Sustained Efforts Over Time:Jointly Advancing the Refinement and Effective Implementation of the AI Labeling System
First, continuously accumulate experience and promote the refinement and improvement of the AI labeling system. Closely following trends in the development of artificial intelligence technologies, efforts will continue to establish and improve technical solutions such as digital watermarking, identification of generated and synthesized content, and cross-platform interoperability and mutual recognition of implicit labels, while advancing the development of supporting tools related to AI labeling. In response to new forms of AI applications such as intelligent agents and digital virtual humans, practical guidelines for AI labeling will be researched and formulated. At the same time, implementation experience will be systematically summarized, and new issues raised by stakeholders will be studied, so as to continuously improve the AI labeling system.
Second, strengthen regulatory oversight and law enforcement, and further solidify the responsibilities and obligations of all stakeholders. Ongoing inspections will be carried out to assess the implementation of AI labeling requirements, urging website platforms to fulfill their primary responsibilities and promote the AI labeling system to move from “basic implementation” toward “comprehensive and standardized implementation.” Website platforms that repeatedly refuse to rectify problems despite repeated supervision will be dealt with strictly in accordance with laws and regulations. Firm action will be taken against illegal and non-compliant activities, including the use of AI technologies to generate and synthesize false or harmful information, the perpetration of online fraud, and the provision of tools that undermine AI labeling.

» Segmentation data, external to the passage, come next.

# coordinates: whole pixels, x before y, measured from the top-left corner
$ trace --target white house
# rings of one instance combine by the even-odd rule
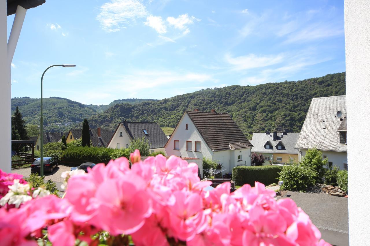
[[[347,170],[346,96],[313,98],[296,148],[300,161],[308,149],[316,148],[329,165]]]
[[[127,148],[131,139],[143,137],[148,140],[151,153],[165,152],[164,145],[168,139],[161,127],[155,122],[129,122],[125,120],[117,127],[108,147],[112,148]]]
[[[225,173],[250,165],[252,145],[228,113],[185,111],[165,146],[169,156],[211,159]]]

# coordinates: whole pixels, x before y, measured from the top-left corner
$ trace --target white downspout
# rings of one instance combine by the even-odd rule
[[[6,0],[0,0],[0,129],[3,133],[0,146],[0,169],[11,171],[11,87],[10,64],[26,10],[18,6],[11,31],[7,42]]]
[[[27,10],[23,7],[19,5],[17,7],[16,16],[14,17],[13,25],[11,27],[11,31],[10,31],[10,35],[8,41],[8,62],[9,66],[13,59],[26,12]]]

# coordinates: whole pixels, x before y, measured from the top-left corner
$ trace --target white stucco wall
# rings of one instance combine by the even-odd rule
[[[6,1],[0,0],[0,129],[2,144],[0,147],[0,169],[11,170],[11,125],[10,64],[8,61]]]
[[[188,130],[186,130],[186,125],[188,124]],[[174,141],[179,140],[178,150],[174,149]],[[186,150],[186,141],[191,141],[192,151]],[[195,150],[195,141],[201,142],[200,152]],[[203,159],[206,157],[212,159],[212,152],[206,144],[205,142],[201,136],[201,134],[193,124],[191,120],[186,113],[185,113],[180,120],[176,129],[174,131],[170,137],[168,142],[165,146],[166,153],[169,156],[174,155],[178,156],[194,157]]]
[[[122,132],[122,136],[120,137],[120,133]],[[131,142],[130,138],[127,136],[127,134],[126,133],[126,131],[124,128],[122,124],[120,124],[120,126],[118,129],[116,131],[112,139],[112,140],[108,145],[108,148],[117,148],[117,144],[120,144],[120,148],[125,148],[126,144],[130,144]]]
[[[349,242],[370,241],[370,1],[344,0]],[[364,143],[365,144],[364,144]]]
[[[302,157],[306,156],[307,150],[300,149],[298,151],[298,159],[300,161],[302,159]],[[336,166],[341,170],[344,169],[344,163],[348,164],[347,161],[347,153],[346,152],[337,152],[334,151],[325,151],[321,150],[322,152],[323,157],[324,156],[326,156],[328,161],[333,163],[333,166]],[[302,154],[301,152],[302,152]],[[362,161],[364,160],[362,160]],[[349,165],[348,165],[349,166]]]

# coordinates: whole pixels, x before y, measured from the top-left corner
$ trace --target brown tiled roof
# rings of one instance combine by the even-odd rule
[[[227,113],[186,111],[209,148],[213,151],[252,147]]]

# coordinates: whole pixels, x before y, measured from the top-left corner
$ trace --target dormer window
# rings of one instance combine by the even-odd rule
[[[347,131],[339,132],[339,143],[347,143]]]

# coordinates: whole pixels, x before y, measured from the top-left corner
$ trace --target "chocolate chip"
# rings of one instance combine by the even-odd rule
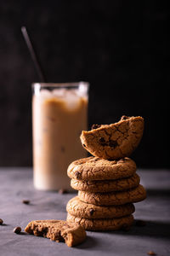
[[[154,253],[153,251],[150,251],[147,253],[148,255],[156,255],[156,253]]]
[[[95,211],[94,209],[90,209],[89,212],[90,212],[90,215],[92,216],[94,214]]]
[[[105,143],[105,140],[103,137],[100,137],[99,139],[99,143],[103,144],[103,143]]]
[[[117,145],[118,145],[118,143],[117,143],[116,141],[110,141],[110,142],[109,143],[109,146],[110,146],[110,148],[116,148]]]
[[[65,147],[61,146],[61,152],[65,152]]]
[[[16,234],[20,234],[21,231],[21,228],[20,227],[16,227],[14,229],[14,232]]]
[[[80,176],[81,176],[81,173],[79,172],[76,172],[75,176],[76,176],[76,178],[79,178]]]
[[[22,203],[25,205],[29,205],[30,204],[30,201],[29,200],[23,200]]]
[[[130,230],[130,225],[128,225],[128,224],[123,224],[122,227],[122,230],[123,231],[128,231],[128,230]]]
[[[144,220],[137,220],[135,224],[138,227],[144,227],[146,225],[146,222]]]
[[[101,125],[93,125],[91,130],[98,129],[101,126]]]
[[[64,189],[60,189],[59,190],[59,194],[67,194],[67,193],[68,193],[68,190]]]

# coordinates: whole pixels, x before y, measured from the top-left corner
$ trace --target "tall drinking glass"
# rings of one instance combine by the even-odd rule
[[[38,189],[71,189],[67,167],[87,157],[80,134],[88,128],[87,82],[32,84],[33,180]]]

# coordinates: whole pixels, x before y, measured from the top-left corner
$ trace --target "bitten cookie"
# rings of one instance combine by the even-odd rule
[[[67,214],[67,221],[79,224],[87,230],[118,230],[130,227],[133,223],[133,215],[117,218],[89,219]]]
[[[126,191],[92,193],[78,191],[78,197],[81,201],[98,206],[116,206],[129,202],[138,202],[146,198],[146,190],[142,185]]]
[[[111,161],[90,156],[73,161],[67,169],[67,175],[81,180],[107,180],[130,177],[135,172],[136,164],[130,158]]]
[[[129,156],[138,147],[144,131],[140,116],[122,116],[111,125],[94,125],[91,131],[82,131],[81,142],[93,155],[107,160]]]
[[[76,190],[88,191],[88,192],[110,192],[122,191],[135,188],[139,184],[140,177],[137,173],[134,173],[129,177],[115,180],[78,180],[72,178],[71,186]]]
[[[33,220],[27,224],[25,231],[52,241],[65,241],[68,247],[76,246],[86,238],[82,226],[65,220]]]
[[[71,199],[66,206],[66,211],[73,216],[85,218],[113,218],[129,215],[134,212],[132,203],[122,206],[99,207],[84,203],[78,196]]]

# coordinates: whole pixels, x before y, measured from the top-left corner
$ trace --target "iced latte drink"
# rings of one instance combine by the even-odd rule
[[[38,189],[71,189],[67,167],[87,157],[80,134],[87,130],[88,84],[33,84],[33,176]]]

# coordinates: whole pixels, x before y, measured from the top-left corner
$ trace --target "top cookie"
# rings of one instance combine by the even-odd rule
[[[144,131],[144,119],[140,116],[122,116],[111,125],[94,125],[91,131],[82,131],[82,146],[93,155],[117,160],[129,156],[138,147]]]
[[[73,161],[67,175],[80,180],[110,180],[130,177],[135,172],[136,164],[130,158],[110,161],[90,156]]]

Third, intensify public legal education and awareness-raising to enhance AI literacy across society. Website platforms will be guided to deepen their understanding of the AI labeling system and to respond promptly to questions and concerns. Netizens will be encouraged to “proactively declare and proactively label” generated and synthesized content at the stage of content publication, and to provide feedback on labeling-related issues through various channels, thereby fostering a positive environment in which the whole of society jointly promotes the effective implementation of the AI labeling system.

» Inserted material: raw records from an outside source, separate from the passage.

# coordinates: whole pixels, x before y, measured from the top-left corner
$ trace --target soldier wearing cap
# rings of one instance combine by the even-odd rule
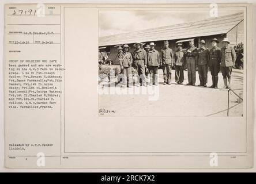
[[[172,67],[174,66],[172,50],[169,48],[169,43],[165,41],[164,47],[161,49],[160,63],[164,72],[164,85],[171,85]]]
[[[133,57],[129,52],[129,48],[130,47],[128,45],[125,44],[123,47],[123,51],[118,54],[118,59],[123,74],[123,87],[131,87],[131,85],[129,85],[129,84],[132,82],[131,67]],[[127,79],[128,83],[127,82]]]
[[[184,80],[184,66],[185,56],[182,52],[182,44],[178,43],[176,45],[178,51],[174,53],[174,63],[175,65],[175,76],[178,85],[183,85]]]
[[[224,83],[223,88],[229,89],[231,84],[232,67],[235,65],[236,56],[234,48],[229,45],[230,42],[228,38],[224,38],[221,41],[224,45],[221,49],[220,63],[220,68]]]
[[[221,60],[220,48],[217,47],[219,43],[219,40],[216,38],[212,40],[212,48],[210,50],[210,60],[209,61],[209,67],[212,80],[212,85],[210,87],[215,89],[218,88],[218,74],[220,72],[220,63]]]
[[[208,48],[205,47],[205,41],[202,40],[199,42],[200,48],[198,50],[197,67],[198,69],[200,84],[198,86],[207,87],[207,74],[208,72],[209,53]]]
[[[160,64],[159,53],[155,49],[156,45],[153,42],[149,44],[150,49],[148,52],[148,67],[149,71],[150,85],[158,85],[158,67]]]
[[[186,51],[187,56],[187,76],[189,83],[187,85],[195,86],[195,70],[197,65],[197,48],[194,45],[194,40],[189,40],[189,48]]]
[[[133,66],[139,75],[141,85],[146,86],[146,76],[145,75],[145,68],[147,65],[146,53],[142,48],[143,46],[142,43],[136,43],[133,45],[135,48],[133,53]]]
[[[99,64],[101,64],[103,63],[103,56],[102,55],[101,52],[99,49]]]
[[[148,58],[148,52],[149,51],[150,49],[150,47],[149,47],[149,45],[146,45],[146,47],[144,47],[144,49],[146,51],[146,58]],[[145,68],[145,74],[146,75],[146,78],[148,78],[148,74],[149,74],[149,70],[147,68]]]

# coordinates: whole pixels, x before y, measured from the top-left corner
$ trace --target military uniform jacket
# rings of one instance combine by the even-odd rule
[[[231,47],[223,47],[221,49],[221,67],[232,67],[236,59],[236,52]]]
[[[210,51],[207,48],[200,48],[198,50],[198,60],[197,64],[198,65],[205,65],[208,64],[209,62],[209,56]]]
[[[99,52],[99,62],[102,62],[103,60],[103,56],[100,52]]]
[[[164,48],[161,50],[160,64],[171,64],[173,62],[174,55],[170,48]]]
[[[221,55],[220,53],[220,48],[216,47],[216,48],[212,48],[210,50],[209,53],[210,60],[209,63],[217,62],[220,63],[221,60]]]
[[[130,67],[133,64],[133,57],[131,54],[127,52],[121,52],[118,53],[120,66],[124,67]]]
[[[178,51],[174,53],[174,63],[176,66],[184,66],[185,55],[182,51]]]
[[[191,52],[187,52],[188,51],[190,51]],[[187,49],[186,50],[186,55],[187,57],[192,57],[197,59],[197,48],[195,46],[191,47]]]
[[[160,64],[159,52],[155,49],[148,51],[148,65],[149,66],[159,66]]]
[[[145,65],[147,64],[147,58],[146,58],[146,51],[141,48],[138,50],[135,50],[133,52],[133,60],[144,60]]]

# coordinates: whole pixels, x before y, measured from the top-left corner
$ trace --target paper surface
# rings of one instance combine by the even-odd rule
[[[251,167],[253,72],[253,50],[249,45],[252,44],[253,10],[247,4],[221,4],[217,9],[220,15],[216,18],[225,16],[221,15],[224,12],[227,12],[224,18],[227,20],[229,14],[238,13],[243,18],[239,21],[240,16],[236,17],[238,23],[234,23],[235,29],[228,30],[228,21],[223,19],[223,24],[213,24],[209,28],[214,30],[214,34],[211,30],[204,31],[204,25],[197,25],[204,20],[210,20],[197,18],[193,21],[197,23],[190,26],[202,26],[200,33],[191,30],[191,34],[186,36],[179,28],[172,34],[168,33],[170,29],[161,32],[162,36],[156,32],[154,39],[146,36],[151,35],[153,28],[161,28],[167,20],[162,21],[163,25],[141,26],[141,16],[148,22],[156,16],[150,18],[152,12],[165,14],[185,26],[191,22],[186,18],[188,15],[195,17],[201,13],[207,18],[212,7],[206,4],[6,5],[6,167]],[[116,12],[118,16],[115,17]],[[178,12],[184,12],[184,16],[171,16]],[[115,24],[119,25],[126,17],[127,24],[131,24],[128,20],[133,15],[138,18],[138,25],[136,22],[134,27],[121,25],[122,29],[116,30]],[[128,36],[129,32],[137,32],[138,35],[140,30],[146,28],[152,30],[148,30],[145,37]],[[115,37],[108,39],[111,32],[111,36]],[[149,87],[133,86],[131,94],[122,94],[127,91],[118,86],[104,87],[113,94],[101,93],[97,62],[99,47],[106,47],[106,52],[102,52],[107,53],[106,49],[111,52],[114,47],[127,44],[132,52],[134,43],[153,41],[159,49],[168,40],[174,52],[176,41],[182,40],[185,45],[185,40],[194,38],[198,44],[202,39],[207,42],[208,36],[220,41],[228,37],[232,47],[243,43],[243,69],[234,68],[232,75],[233,89],[238,90],[233,92],[240,98],[232,91],[220,89],[224,84],[221,72],[219,89],[212,89],[175,85],[174,69],[170,86],[163,85],[163,71],[159,70],[159,85],[151,91],[153,93],[149,93]],[[207,47],[212,48],[209,43]],[[107,56],[112,58],[113,54],[107,53]],[[120,67],[114,63],[111,67]],[[188,79],[186,70],[185,75],[184,84]],[[198,85],[198,71],[196,75]],[[208,75],[208,85],[210,86],[210,71]],[[140,90],[137,94],[136,89]],[[228,93],[231,108],[228,117]]]

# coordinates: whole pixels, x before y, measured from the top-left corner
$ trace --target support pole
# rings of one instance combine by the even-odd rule
[[[228,116],[228,113],[229,111],[229,89],[228,90],[228,111],[227,111],[227,116]]]

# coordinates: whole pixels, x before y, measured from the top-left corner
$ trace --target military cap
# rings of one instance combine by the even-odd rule
[[[144,44],[142,43],[137,42],[137,43],[135,43],[135,44],[133,44],[133,47],[135,47],[136,46],[136,45],[140,45],[141,47],[142,48],[143,47]]]
[[[215,42],[217,42],[217,43],[220,43],[220,41],[219,41],[219,40],[216,38],[214,38],[211,41],[212,42],[215,41]]]
[[[228,41],[228,38],[224,38],[223,40],[222,40],[221,41],[225,41],[225,42],[227,42],[229,44],[230,44],[230,41]]]
[[[183,45],[182,45],[182,44],[181,43],[178,43],[177,45],[176,45],[176,47],[178,47],[179,46],[183,47]]]
[[[201,40],[199,42],[200,44],[205,45],[205,41],[204,40]]]
[[[128,45],[127,44],[125,44],[123,46],[123,48],[125,48],[125,47],[130,47],[129,45]]]
[[[149,47],[149,45],[148,44],[144,48],[150,48],[150,47]]]
[[[122,49],[122,47],[121,46],[118,46],[118,47],[117,48],[117,49],[118,50],[121,50],[121,49]]]

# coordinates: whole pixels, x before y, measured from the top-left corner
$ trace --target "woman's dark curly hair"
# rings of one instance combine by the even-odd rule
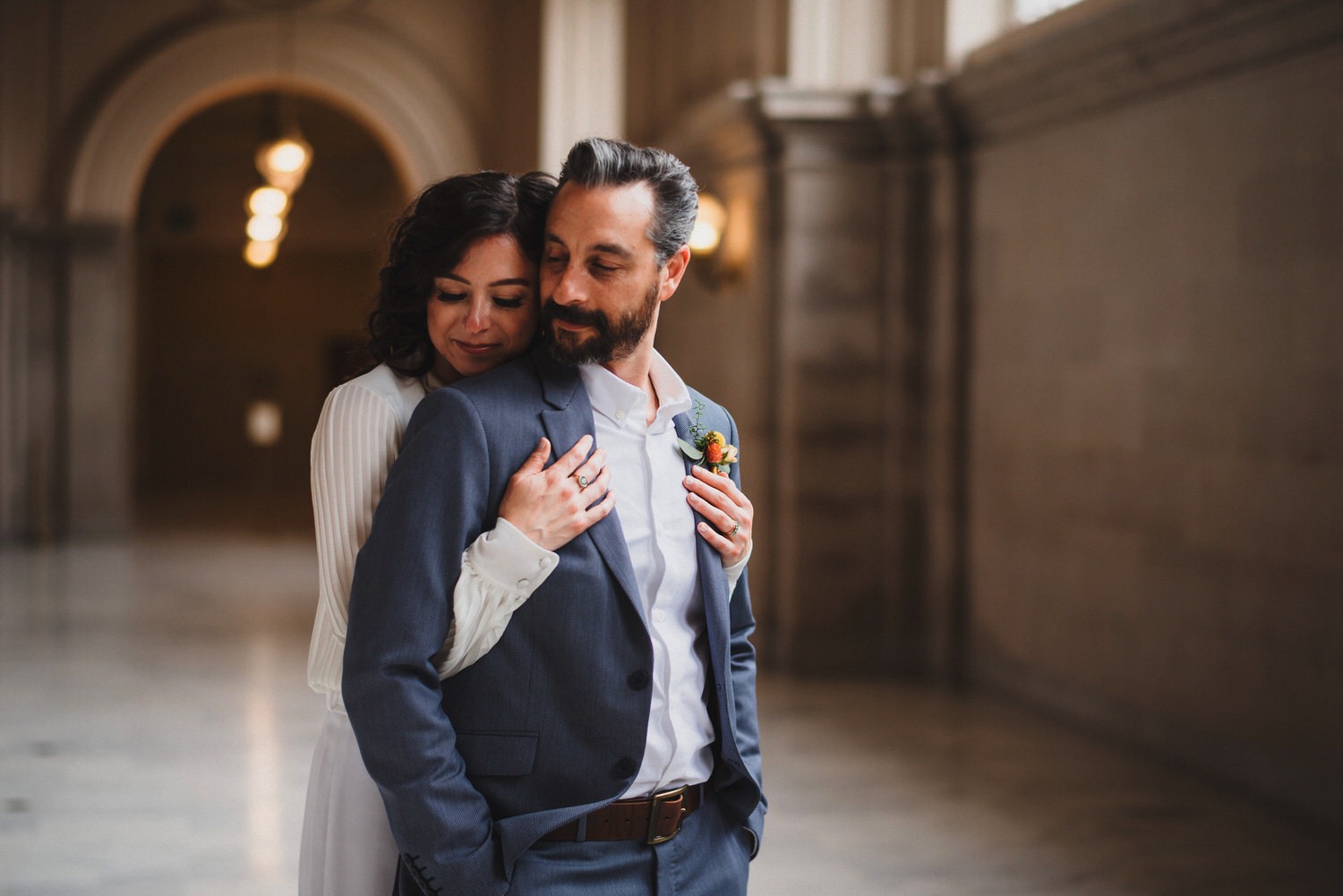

Fourth, promote the formation of international consensus and actively contribute a Chinese approach to AI governance. In 2015, General Secretary Xi Jinping creatively proposed the concept of building a community with a shared future in cyberspace. In recent years, AI applications have become an increasingly important factor shaping cyberspace. It is therefore necessary to continuously deepen international dialogue and exchanges in cyberspace, promote international cooperation on AI safety governance on a global scale, and share experience from the development and practice of the AI labeling system. By working together with all countries to strike a balance between technological innovation and risk prevention, the global AI governance framework can be guided toward a more beneficial, safe, and equitable direction.

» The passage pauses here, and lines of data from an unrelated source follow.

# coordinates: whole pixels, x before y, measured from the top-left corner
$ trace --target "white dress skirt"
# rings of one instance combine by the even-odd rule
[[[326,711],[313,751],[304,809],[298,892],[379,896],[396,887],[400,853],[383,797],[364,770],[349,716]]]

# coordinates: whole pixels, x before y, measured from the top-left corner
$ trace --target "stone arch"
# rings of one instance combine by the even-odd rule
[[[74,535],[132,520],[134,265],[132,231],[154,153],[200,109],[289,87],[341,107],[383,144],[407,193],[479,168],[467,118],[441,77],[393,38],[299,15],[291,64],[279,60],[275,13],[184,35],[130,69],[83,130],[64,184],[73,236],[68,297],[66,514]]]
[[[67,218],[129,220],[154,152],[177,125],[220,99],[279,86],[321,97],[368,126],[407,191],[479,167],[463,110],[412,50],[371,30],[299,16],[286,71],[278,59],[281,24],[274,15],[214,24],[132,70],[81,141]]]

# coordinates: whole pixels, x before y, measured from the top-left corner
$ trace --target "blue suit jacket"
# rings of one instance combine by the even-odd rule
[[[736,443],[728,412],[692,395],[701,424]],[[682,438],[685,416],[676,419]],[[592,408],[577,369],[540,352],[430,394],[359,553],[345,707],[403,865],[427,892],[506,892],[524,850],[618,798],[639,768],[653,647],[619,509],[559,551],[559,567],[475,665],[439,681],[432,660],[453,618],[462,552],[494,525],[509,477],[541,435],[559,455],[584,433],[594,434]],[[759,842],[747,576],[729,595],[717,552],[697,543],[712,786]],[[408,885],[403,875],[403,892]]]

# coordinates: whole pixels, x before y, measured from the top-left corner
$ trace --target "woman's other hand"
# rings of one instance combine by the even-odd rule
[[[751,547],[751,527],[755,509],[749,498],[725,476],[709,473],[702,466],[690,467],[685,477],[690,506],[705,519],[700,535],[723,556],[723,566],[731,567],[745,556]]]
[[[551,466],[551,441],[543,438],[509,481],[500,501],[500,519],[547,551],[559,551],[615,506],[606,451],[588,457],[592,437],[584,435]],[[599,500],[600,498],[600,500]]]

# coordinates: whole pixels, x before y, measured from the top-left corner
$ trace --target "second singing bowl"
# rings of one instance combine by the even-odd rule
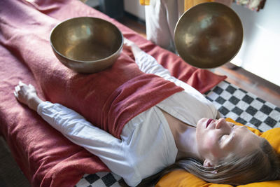
[[[187,11],[174,32],[176,50],[192,66],[215,68],[230,61],[243,41],[243,27],[236,13],[219,3],[198,4]]]
[[[119,57],[123,36],[112,23],[92,17],[71,18],[50,33],[58,60],[79,73],[95,73],[111,66]]]

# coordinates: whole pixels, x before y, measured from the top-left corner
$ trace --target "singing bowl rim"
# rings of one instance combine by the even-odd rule
[[[225,60],[225,62],[220,62],[219,63],[213,63],[213,64],[211,64],[210,66],[205,65],[205,64],[197,64],[197,63],[195,63],[197,61],[195,62],[195,63],[193,63],[193,62],[192,62],[190,60],[186,60],[183,57],[183,55],[181,55],[180,53],[181,50],[180,49],[180,48],[178,46],[178,43],[180,42],[178,39],[177,39],[177,33],[178,33],[178,28],[181,24],[181,20],[183,19],[184,17],[188,16],[188,15],[190,13],[190,11],[192,11],[194,9],[198,8],[200,6],[211,6],[211,5],[215,5],[215,6],[223,6],[225,8],[227,8],[228,11],[230,11],[231,12],[231,13],[232,13],[233,15],[234,15],[236,20],[239,22],[239,27],[240,27],[241,29],[239,30],[241,36],[240,36],[240,43],[237,45],[237,48],[236,48],[236,51],[234,53],[232,53],[234,54],[232,54],[232,57],[229,57],[228,60]],[[192,8],[189,8],[188,11],[186,11],[179,18],[179,20],[178,20],[176,26],[175,26],[175,29],[174,29],[174,44],[175,44],[175,48],[176,50],[178,53],[178,54],[179,55],[179,56],[188,64],[195,67],[197,67],[197,68],[200,68],[200,69],[211,69],[211,68],[216,68],[218,67],[220,67],[223,64],[225,64],[225,63],[230,62],[231,60],[232,60],[238,53],[238,52],[240,50],[240,48],[242,46],[243,43],[243,41],[244,41],[244,28],[243,28],[243,25],[242,25],[242,22],[240,20],[240,18],[238,16],[237,13],[232,10],[230,7],[228,7],[226,5],[224,5],[223,4],[220,3],[218,3],[218,2],[205,2],[205,3],[202,3],[202,4],[199,4],[196,6],[192,6]]]
[[[64,55],[62,54],[60,52],[59,52],[59,51],[56,49],[56,48],[55,48],[55,47],[54,46],[54,45],[53,45],[53,41],[52,41],[52,36],[54,32],[57,29],[57,27],[59,27],[61,25],[64,24],[64,23],[66,22],[71,21],[71,20],[76,20],[76,19],[78,19],[78,19],[85,19],[85,19],[90,18],[90,19],[93,19],[93,20],[101,20],[101,21],[102,21],[102,22],[107,22],[107,23],[108,23],[109,25],[111,25],[112,27],[115,27],[115,28],[116,29],[117,31],[118,31],[118,33],[120,34],[120,37],[121,37],[121,41],[121,41],[121,43],[120,43],[120,44],[119,48],[118,48],[118,50],[115,50],[115,52],[113,53],[111,55],[110,55],[109,56],[108,56],[108,57],[106,57],[102,58],[102,59],[99,59],[99,60],[75,60],[75,59],[71,58],[71,57],[69,57],[65,56]],[[83,70],[82,70],[82,71],[80,71],[80,70],[75,69],[75,68],[74,68],[73,67],[69,66],[68,64],[69,64],[69,62],[70,62],[71,64],[85,64],[85,65],[88,66],[88,65],[90,64],[95,64],[95,63],[97,63],[97,62],[99,62],[108,60],[109,60],[109,59],[111,59],[111,58],[113,58],[114,56],[118,56],[118,56],[120,55],[120,53],[121,50],[122,50],[122,48],[123,48],[123,39],[124,39],[124,36],[123,36],[122,33],[122,32],[120,32],[120,30],[118,28],[117,26],[115,26],[114,24],[110,22],[108,22],[108,21],[107,21],[107,20],[105,20],[102,19],[102,18],[96,18],[96,17],[81,16],[81,17],[75,17],[75,18],[69,18],[69,19],[66,19],[66,20],[63,20],[63,21],[60,22],[59,23],[57,24],[57,25],[52,29],[52,30],[51,30],[51,32],[50,32],[50,37],[49,37],[49,38],[50,38],[50,46],[52,46],[52,50],[53,50],[54,52],[55,52],[55,56],[57,56],[57,57],[58,58],[58,60],[59,60],[63,64],[64,64],[65,66],[66,66],[67,67],[69,67],[69,68],[70,68],[70,69],[74,69],[74,70],[75,70],[75,71],[78,71],[78,72],[79,72],[79,73],[84,73],[85,71],[83,71]],[[59,55],[59,57],[58,57],[57,55]],[[66,61],[67,61],[67,62],[62,62],[61,58],[66,59]],[[114,62],[113,62],[111,63],[111,64],[113,64]],[[78,69],[80,69],[80,68],[78,68]],[[86,72],[86,73],[90,73],[90,72],[94,72],[94,71],[90,71],[90,72]]]

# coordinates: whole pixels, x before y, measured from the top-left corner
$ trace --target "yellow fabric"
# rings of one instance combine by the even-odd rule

At the beginning of the new year, everything is renewed. Guided by Xi Jinping Thought on Socialism with Chinese Characteristics for a New Era, we will continue to study and implement General Secretary Xi Jinping’s important thinking on building China into a cyber power, firmly uphold the people-centered and “AI for good” philosophy of artificial intelligence development, and persistently promote the effective implementation of the AI labeling system. Through governance enabled by technology, we will provide solid safeguards for the healthy and orderly development of the AI industry and inject strong momentum into the building of a cyber power.